Helping the elite private sector profit... * “In April 2020, just as the pandemic began to engulf the world, governments across the globe had announced stimulus programmes amounting to several trillion dollars, as if eight or nine Marshall Plans had been put into place almost simultaneously”. “COVID-19 has rewritten many of the rules of the game between the public and private sectors. … The benevolent (or otherwise) greater intrusion of governments in the life of companies and the conduct of their business will be country- and industry-dependent, therefore taking many different guises” “Measures that would have seemed inconceivable prior to the pandemic may well become standard around the world as governments try to prevent the economic recession from turning into a catastrophic depression.
* “Increasingly, there will be calls for government to act as a ‘payer of last resort’ to prevent or stem the spate of mass layoffs and business destruction triggered by the pandemic. All these changes are altering the rules of the economic and monetary policy ‘game’.” “One of the great lessons of the past five centuries in Europe and America is this: acute crises contribute to boosting the power of the state. It’s always been the case and there is no reason why it should be different with the COVID-19 pandemic”. “Looking to the future, governments will most likely, but with different degrees of intensity, decide that it’s in the best interest of society to rewrite some of the rules of the game and permanently increase their role”.
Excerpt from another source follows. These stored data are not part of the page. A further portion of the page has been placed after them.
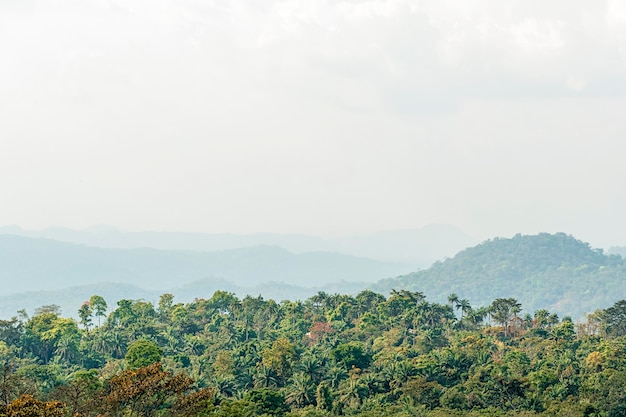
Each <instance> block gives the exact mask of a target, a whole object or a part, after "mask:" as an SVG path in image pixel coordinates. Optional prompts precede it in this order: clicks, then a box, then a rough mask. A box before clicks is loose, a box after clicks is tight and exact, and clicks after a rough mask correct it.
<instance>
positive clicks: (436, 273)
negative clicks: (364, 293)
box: [0, 229, 626, 318]
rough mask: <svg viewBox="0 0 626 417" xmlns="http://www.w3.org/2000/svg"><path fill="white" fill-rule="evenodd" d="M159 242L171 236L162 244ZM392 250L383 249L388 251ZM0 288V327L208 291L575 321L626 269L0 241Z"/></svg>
mask: <svg viewBox="0 0 626 417" xmlns="http://www.w3.org/2000/svg"><path fill="white" fill-rule="evenodd" d="M5 231H6V229H5ZM40 233H43V232H40ZM45 233H48V234H54V233H56V234H57V235H63V234H64V235H65V236H66V238H68V239H69V237H71V236H73V238H74V239H77V238H81V239H84V240H86V239H87V238H92V239H100V243H101V244H104V243H103V242H104V241H105V239H109V243H110V244H112V243H114V242H115V241H114V240H110V239H113V238H116V239H123V236H124V234H123V233H122V232H118V231H104V232H103V231H98V232H95V231H89V232H68V231H67V230H65V229H54V230H47V231H46V232H45ZM129 235H130V236H132V237H134V239H135V240H134V241H132V240H129V241H127V242H126V245H127V246H131V245H139V244H141V243H146V240H147V239H148V238H149V237H154V241H155V242H160V244H161V245H164V246H166V245H172V246H175V245H183V244H186V245H190V244H191V243H190V242H194V239H195V242H196V244H197V245H205V246H204V247H210V245H217V244H218V243H219V238H218V236H217V235H201V234H198V235H196V234H162V233H156V232H155V233H138V234H129ZM381 235H382V237H381V241H383V242H389V241H391V240H394V241H395V242H403V241H402V239H405V241H404V242H403V243H402V244H399V245H397V246H395V248H396V250H398V251H399V252H400V253H399V255H397V256H398V257H400V258H402V257H403V256H408V255H410V254H411V253H413V252H412V251H407V252H405V253H402V252H401V249H402V247H403V245H404V246H406V247H409V246H411V244H410V239H411V235H412V233H411V232H406V233H405V235H404V237H402V236H401V235H402V234H401V233H399V232H394V233H390V234H389V235H388V236H384V234H381ZM68 236H69V237H68ZM168 236H171V237H172V241H171V242H169V243H168V241H167V237H168ZM225 236H226V237H227V238H226V239H225V240H224V242H223V243H222V245H228V244H232V245H234V244H238V243H242V242H250V243H251V242H255V240H254V239H261V235H249V236H238V235H225ZM267 236H272V237H273V238H275V241H274V243H275V242H276V241H280V242H282V243H291V245H292V248H293V247H295V246H296V244H297V243H300V244H301V245H302V246H300V248H301V249H303V248H304V247H305V246H304V245H305V244H309V245H311V244H314V243H315V242H317V243H319V242H320V241H323V239H318V240H315V239H314V238H310V237H306V236H304V237H303V236H295V237H294V236H284V235H267ZM370 238H371V237H370ZM385 238H386V239H387V240H385ZM229 239H230V240H229ZM442 241H445V239H442ZM266 242H267V241H266ZM345 242H348V243H346V245H348V244H349V245H351V246H350V247H352V248H358V247H359V245H361V248H360V250H361V251H366V250H373V248H374V247H375V245H373V244H369V243H368V238H366V237H360V238H352V239H351V240H348V239H346V240H345ZM418 243H419V242H418ZM414 246H415V247H420V245H419V244H415V245H414ZM434 246H437V243H435V244H434ZM393 249H394V247H391V246H390V247H388V248H386V250H387V251H388V252H390V251H392V250H393ZM373 254H374V255H376V253H373ZM407 254H408V255H407ZM381 257H384V256H381ZM0 279H1V281H2V284H3V285H2V290H1V292H0V317H10V316H11V315H14V314H15V312H16V311H17V310H18V309H21V308H25V309H27V311H31V312H32V311H33V310H34V309H35V308H36V307H38V306H41V305H44V304H51V303H55V304H59V305H60V306H61V307H62V309H63V311H65V312H66V314H68V315H72V314H73V313H74V312H75V310H76V309H77V308H78V307H79V306H80V304H81V303H82V302H83V301H84V300H86V299H88V298H89V297H90V296H91V295H93V294H99V295H102V296H103V297H105V298H106V299H107V300H108V301H109V302H110V303H111V306H114V305H115V303H116V302H117V301H118V300H120V299H122V298H126V299H146V300H148V301H153V302H156V301H157V300H158V297H159V295H160V294H162V293H165V292H170V293H172V294H174V295H175V297H176V299H177V301H179V302H190V301H192V300H193V299H195V298H209V297H210V296H211V295H212V293H213V292H214V291H216V290H225V291H229V292H233V293H235V294H237V295H238V296H239V297H245V296H246V295H248V294H249V295H253V296H256V295H262V296H263V297H265V298H273V299H275V300H282V299H300V300H304V299H306V298H308V297H310V296H312V295H314V294H315V293H317V292H318V291H325V292H327V293H351V294H356V293H358V292H359V291H361V290H363V289H366V288H368V289H372V290H374V291H377V292H380V293H383V294H386V293H388V292H389V291H390V290H392V289H407V290H411V291H420V292H423V293H424V294H425V295H426V296H427V297H428V299H430V300H432V301H435V302H445V301H446V299H447V297H448V296H449V295H450V294H452V293H456V294H458V296H459V297H460V298H464V299H468V300H469V302H470V303H471V304H472V306H475V307H478V306H486V305H489V304H490V303H491V301H493V299H495V298H498V297H503V298H508V297H513V298H516V299H518V301H519V302H521V303H522V306H523V309H524V312H528V313H533V312H534V311H535V310H536V309H542V308H546V309H550V310H551V311H555V312H557V313H559V314H567V315H572V316H574V317H575V318H579V317H582V316H583V314H584V313H588V312H592V311H593V310H595V309H596V308H598V307H604V306H609V305H611V304H612V303H614V302H616V301H617V300H619V299H621V298H623V297H624V295H625V294H626V262H625V261H624V259H623V258H622V257H621V256H619V255H617V254H614V253H613V254H611V253H610V254H605V253H604V251H603V250H601V249H593V248H591V247H590V245H589V244H588V243H584V242H582V241H579V240H577V239H576V238H574V237H573V236H570V235H566V234H564V233H557V234H547V233H541V234H539V235H530V236H529V235H516V236H515V237H513V238H510V239H508V238H495V239H491V240H488V241H485V242H483V243H481V244H478V245H475V246H471V247H467V248H465V249H463V250H461V251H460V252H458V253H457V254H456V255H455V256H453V257H445V258H441V260H439V261H436V262H435V263H433V264H432V266H430V267H429V268H427V269H421V270H420V269H419V268H416V267H415V265H414V264H411V263H403V262H388V261H387V262H386V261H380V260H374V259H369V258H364V257H356V256H352V255H346V254H341V253H336V252H301V253H295V252H291V251H289V250H287V249H284V248H281V247H278V246H267V245H265V246H250V247H244V248H236V249H225V250H217V251H211V252H208V251H204V252H203V251H197V250H196V251H192V250H165V249H153V248H145V247H143V248H105V247H95V246H86V245H84V244H75V243H67V242H59V241H55V240H51V239H44V238H34V237H24V236H15V235H7V234H4V235H3V234H0Z"/></svg>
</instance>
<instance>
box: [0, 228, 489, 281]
mask: <svg viewBox="0 0 626 417" xmlns="http://www.w3.org/2000/svg"><path fill="white" fill-rule="evenodd" d="M0 235H15V236H22V237H30V238H44V239H52V240H56V241H60V242H66V243H74V244H79V245H87V246H92V247H101V248H117V249H138V248H153V249H160V250H168V251H169V250H191V251H202V252H215V251H224V250H232V249H238V248H244V247H254V246H280V247H281V248H285V249H287V250H288V251H290V252H293V253H304V252H338V253H342V254H346V255H352V256H357V257H362V258H369V259H376V260H380V261H387V262H406V263H410V264H411V265H412V268H411V269H414V268H416V267H421V268H427V267H429V266H430V265H431V264H432V263H433V262H435V261H436V260H438V259H442V258H444V257H446V256H452V255H453V254H455V253H457V252H458V251H459V250H461V249H463V248H466V247H468V246H470V245H472V244H475V243H477V242H476V240H475V239H474V238H472V237H470V236H468V235H467V234H465V233H463V232H462V231H461V230H459V229H458V228H456V227H454V226H451V225H445V224H431V225H428V226H425V227H422V228H419V229H411V230H394V231H387V232H379V233H373V234H368V235H361V236H347V237H340V238H334V239H323V238H320V237H316V236H307V235H290V234H275V233H255V234H247V235H246V234H242V235H237V234H212V233H181V232H123V231H120V230H116V229H114V228H111V227H106V226H103V227H98V228H90V229H86V230H72V229H67V228H59V227H57V228H49V229H44V230H25V229H22V228H20V227H18V226H4V227H0ZM403 272H406V271H403Z"/></svg>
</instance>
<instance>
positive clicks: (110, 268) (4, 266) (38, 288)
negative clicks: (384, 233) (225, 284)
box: [0, 235, 411, 295]
mask: <svg viewBox="0 0 626 417" xmlns="http://www.w3.org/2000/svg"><path fill="white" fill-rule="evenodd" d="M410 270H411V268H410V266H408V265H406V264H401V263H393V262H380V261H375V260H371V259H366V258H358V257H355V256H349V255H342V254H338V253H328V252H307V253H300V254H294V253H291V252H289V251H287V250H285V249H282V248H280V247H276V246H255V247H248V248H240V249H233V250H225V251H215V252H200V251H182V250H176V251H175V250H156V249H149V248H142V249H104V248H95V247H89V246H84V245H76V244H70V243H63V242H57V241H54V240H50V239H33V238H26V237H20V236H11V235H0V282H2V284H3V286H2V289H1V291H0V295H8V294H11V293H17V292H23V291H33V290H58V289H61V288H64V287H69V286H76V285H87V284H94V283H100V282H124V283H127V284H131V285H135V286H139V287H142V288H146V289H155V290H161V291H164V290H169V289H171V288H173V287H180V286H182V285H185V284H189V283H192V282H194V281H197V280H199V279H204V278H209V277H213V278H220V279H224V280H227V281H231V282H233V283H234V284H237V285H243V286H256V285H259V284H262V283H264V282H270V281H272V282H285V283H288V284H290V285H302V286H316V285H323V284H327V283H336V282H340V281H370V282H373V281H375V280H378V279H380V278H382V277H389V276H396V275H398V274H400V273H405V272H406V271H410Z"/></svg>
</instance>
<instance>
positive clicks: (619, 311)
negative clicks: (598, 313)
mask: <svg viewBox="0 0 626 417" xmlns="http://www.w3.org/2000/svg"><path fill="white" fill-rule="evenodd" d="M603 318H604V322H605V326H606V333H607V335H609V336H611V337H618V336H623V335H626V300H621V301H618V302H616V303H615V304H613V306H612V307H609V308H607V309H606V310H604V314H603Z"/></svg>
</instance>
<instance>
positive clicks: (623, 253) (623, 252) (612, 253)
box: [607, 246, 626, 258]
mask: <svg viewBox="0 0 626 417" xmlns="http://www.w3.org/2000/svg"><path fill="white" fill-rule="evenodd" d="M607 253H608V254H609V255H619V256H621V257H622V258H626V246H612V247H610V248H609V250H608V251H607Z"/></svg>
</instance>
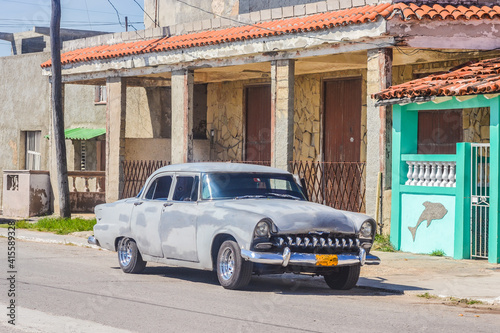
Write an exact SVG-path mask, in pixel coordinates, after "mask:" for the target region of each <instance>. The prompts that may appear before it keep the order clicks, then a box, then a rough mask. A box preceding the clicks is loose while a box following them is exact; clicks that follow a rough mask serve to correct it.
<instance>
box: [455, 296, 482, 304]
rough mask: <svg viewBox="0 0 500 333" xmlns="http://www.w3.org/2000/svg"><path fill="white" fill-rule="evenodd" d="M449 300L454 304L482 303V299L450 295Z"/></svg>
mask: <svg viewBox="0 0 500 333" xmlns="http://www.w3.org/2000/svg"><path fill="white" fill-rule="evenodd" d="M450 301H451V302H453V303H456V304H466V305H474V304H484V303H483V302H482V301H478V300H477V299H470V298H456V297H450Z"/></svg>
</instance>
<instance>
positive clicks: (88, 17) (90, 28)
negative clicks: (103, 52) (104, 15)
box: [85, 0, 92, 30]
mask: <svg viewBox="0 0 500 333" xmlns="http://www.w3.org/2000/svg"><path fill="white" fill-rule="evenodd" d="M85 8H86V9H87V18H88V19H89V26H90V30H92V23H90V15H89V6H88V5H87V0H85Z"/></svg>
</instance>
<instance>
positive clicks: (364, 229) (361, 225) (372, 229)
mask: <svg viewBox="0 0 500 333" xmlns="http://www.w3.org/2000/svg"><path fill="white" fill-rule="evenodd" d="M372 233H373V226H372V224H371V222H370V221H365V222H363V224H362V225H361V228H360V229H359V234H360V235H361V237H362V238H372Z"/></svg>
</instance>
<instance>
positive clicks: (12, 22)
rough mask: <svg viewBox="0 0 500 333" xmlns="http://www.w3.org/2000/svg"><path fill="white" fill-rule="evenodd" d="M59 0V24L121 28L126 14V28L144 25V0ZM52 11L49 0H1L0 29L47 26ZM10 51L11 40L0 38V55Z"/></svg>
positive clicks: (88, 28)
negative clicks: (61, 9) (143, 10)
mask: <svg viewBox="0 0 500 333" xmlns="http://www.w3.org/2000/svg"><path fill="white" fill-rule="evenodd" d="M60 1H61V8H62V14H61V28H67V29H81V30H94V31H109V32H121V31H125V17H126V16H127V17H128V21H129V28H128V29H129V31H133V30H134V29H136V30H142V29H144V12H143V10H142V9H141V7H142V8H144V0H60ZM113 6H114V8H113ZM115 9H116V10H115ZM51 11H52V10H51V0H0V32H20V31H28V30H33V27H34V26H42V27H49V26H50V16H51ZM10 52H11V47H10V42H7V41H4V40H0V57H3V56H8V55H10Z"/></svg>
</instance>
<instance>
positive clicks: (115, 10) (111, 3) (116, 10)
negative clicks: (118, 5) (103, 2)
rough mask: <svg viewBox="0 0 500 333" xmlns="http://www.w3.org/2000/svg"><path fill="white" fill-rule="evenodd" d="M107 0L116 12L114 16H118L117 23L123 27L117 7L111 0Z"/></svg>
mask: <svg viewBox="0 0 500 333" xmlns="http://www.w3.org/2000/svg"><path fill="white" fill-rule="evenodd" d="M108 2H109V4H110V5H111V7H113V9H114V10H115V12H116V17H118V23H120V25H121V26H122V27H123V24H122V21H121V20H120V13H118V9H116V7H115V5H113V3H112V2H111V0H108Z"/></svg>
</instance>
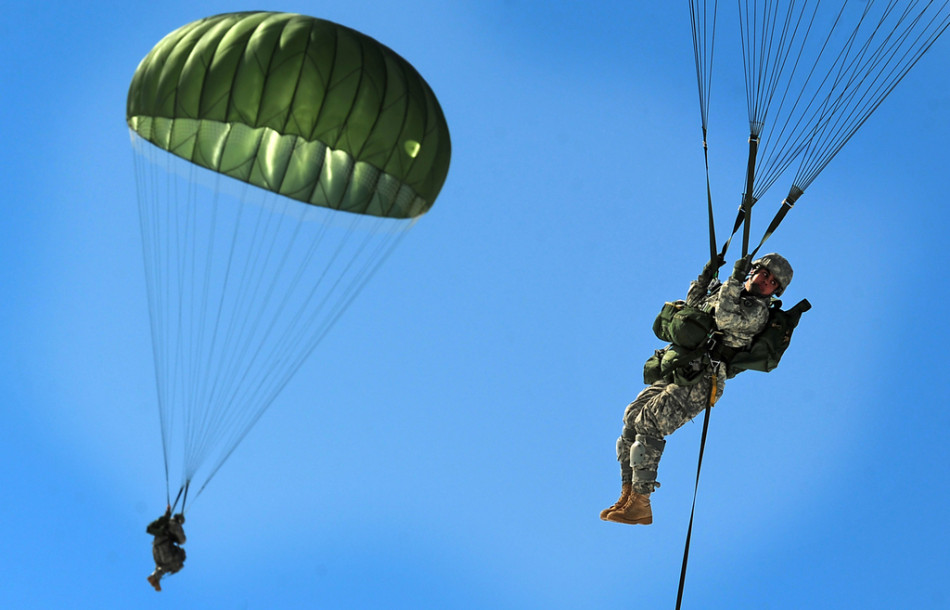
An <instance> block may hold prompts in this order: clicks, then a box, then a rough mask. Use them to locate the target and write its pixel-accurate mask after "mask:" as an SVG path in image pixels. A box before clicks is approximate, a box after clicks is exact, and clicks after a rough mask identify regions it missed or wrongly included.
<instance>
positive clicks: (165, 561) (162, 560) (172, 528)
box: [145, 506, 185, 591]
mask: <svg viewBox="0 0 950 610" xmlns="http://www.w3.org/2000/svg"><path fill="white" fill-rule="evenodd" d="M184 523H185V516H184V515H183V514H181V513H178V514H177V515H174V516H172V507H171V506H169V507H168V508H167V509H166V510H165V514H164V515H162V516H161V517H159V518H158V519H156V520H155V521H152V522H151V523H149V524H148V527H147V528H145V531H146V532H147V533H149V534H151V535H153V536H155V539H154V540H153V541H152V557H153V558H154V559H155V571H154V572H152V573H151V574H149V577H148V582H149V584H150V585H152V586H153V587H155V590H156V591H161V590H162V585H161V583H160V581H161V579H162V576H164V575H165V574H174V573H175V572H177V571H178V570H180V569H182V567H183V566H184V564H185V549H183V548H181V547H180V546H178V545H180V544H185V530H184V529H183V528H182V525H183V524H184Z"/></svg>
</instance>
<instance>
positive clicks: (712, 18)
mask: <svg viewBox="0 0 950 610" xmlns="http://www.w3.org/2000/svg"><path fill="white" fill-rule="evenodd" d="M717 5H718V0H713V6H712V11H709V10H708V9H707V7H706V1H705V0H690V2H689V18H690V24H691V25H692V31H693V58H694V60H695V62H696V84H697V88H698V90H699V112H700V117H701V118H702V122H703V145H704V146H705V144H706V128H707V126H708V121H709V93H710V90H711V88H712V62H713V51H714V49H715V45H716V7H717ZM710 12H711V14H710Z"/></svg>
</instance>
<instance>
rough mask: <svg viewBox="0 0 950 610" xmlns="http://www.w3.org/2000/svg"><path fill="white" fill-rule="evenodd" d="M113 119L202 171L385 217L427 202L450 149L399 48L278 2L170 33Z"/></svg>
mask: <svg viewBox="0 0 950 610" xmlns="http://www.w3.org/2000/svg"><path fill="white" fill-rule="evenodd" d="M126 120H127V122H128V124H129V127H130V128H131V129H132V130H133V131H135V132H136V133H138V134H139V135H140V136H141V137H142V138H144V139H145V140H147V141H149V142H151V143H153V144H155V145H156V146H158V147H159V148H162V149H164V150H167V151H168V152H170V153H172V154H174V155H177V156H179V157H182V158H184V159H186V160H188V161H191V162H192V163H195V164H197V165H200V166H202V167H206V168H208V169H211V170H213V171H215V172H219V173H221V174H225V175H227V176H231V177H233V178H236V179H238V180H241V181H244V182H247V183H250V184H253V185H255V186H258V187H261V188H264V189H267V190H269V191H273V192H276V193H279V194H281V195H284V196H287V197H290V198H292V199H296V200H299V201H303V202H306V203H310V204H314V205H318V206H324V207H328V208H333V209H338V210H344V211H348V212H355V213H359V214H368V215H374V216H382V217H389V218H414V217H416V216H419V215H421V214H423V213H425V212H426V211H428V209H429V208H430V207H431V206H432V204H433V202H434V201H435V199H436V196H437V195H438V194H439V191H440V190H441V188H442V185H443V183H444V182H445V178H446V174H447V173H448V167H449V157H450V155H451V144H450V141H449V132H448V126H447V125H446V121H445V117H444V116H443V114H442V109H441V108H440V106H439V103H438V101H437V100H436V98H435V95H434V94H433V93H432V90H431V89H430V88H429V86H428V85H427V84H426V82H425V81H424V80H423V79H422V77H421V76H420V75H419V74H418V72H416V70H415V69H414V68H413V67H412V66H411V65H409V63H408V62H406V60H404V59H403V58H402V57H400V56H399V55H397V54H396V53H395V52H393V51H392V50H391V49H389V48H388V47H386V46H384V45H382V44H380V43H379V42H377V41H376V40H373V39H372V38H370V37H369V36H366V35H364V34H361V33H359V32H357V31H355V30H352V29H350V28H347V27H344V26H341V25H337V24H335V23H332V22H329V21H325V20H323V19H316V18H313V17H307V16H304V15H296V14H289V13H273V12H243V13H229V14H223V15H217V16H214V17H208V18H206V19H201V20H199V21H195V22H193V23H190V24H188V25H185V26H183V27H181V28H179V29H177V30H175V31H174V32H172V33H170V34H169V35H167V36H166V37H165V38H164V39H162V40H161V41H160V42H159V43H158V44H157V45H156V46H155V48H154V49H152V51H151V52H150V53H149V54H148V55H147V56H146V57H145V59H143V60H142V62H141V64H140V65H139V67H138V69H137V70H136V72H135V75H134V77H133V78H132V83H131V86H130V87H129V96H128V105H127V110H126Z"/></svg>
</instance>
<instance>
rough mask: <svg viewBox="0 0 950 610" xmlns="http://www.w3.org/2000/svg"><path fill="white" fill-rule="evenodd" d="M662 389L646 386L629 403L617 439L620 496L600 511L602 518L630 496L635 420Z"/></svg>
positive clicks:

TA DA !! ... * : “The corporate move will be towards greater surveillance; for better or for worse, companies will be watching and sometimes recording what their workforce does. The trend could take many different forms, from measuring body temperatures with thermal cameras to monitoring via an app how employees comply with social distancing”
Nanobots ... * “The next hurdle is the political challenge of vaccinating enough people worldwide (we are collectively as strong as the weakest link) with a high enough compliance rate despite the rise of anti-vaxxers”.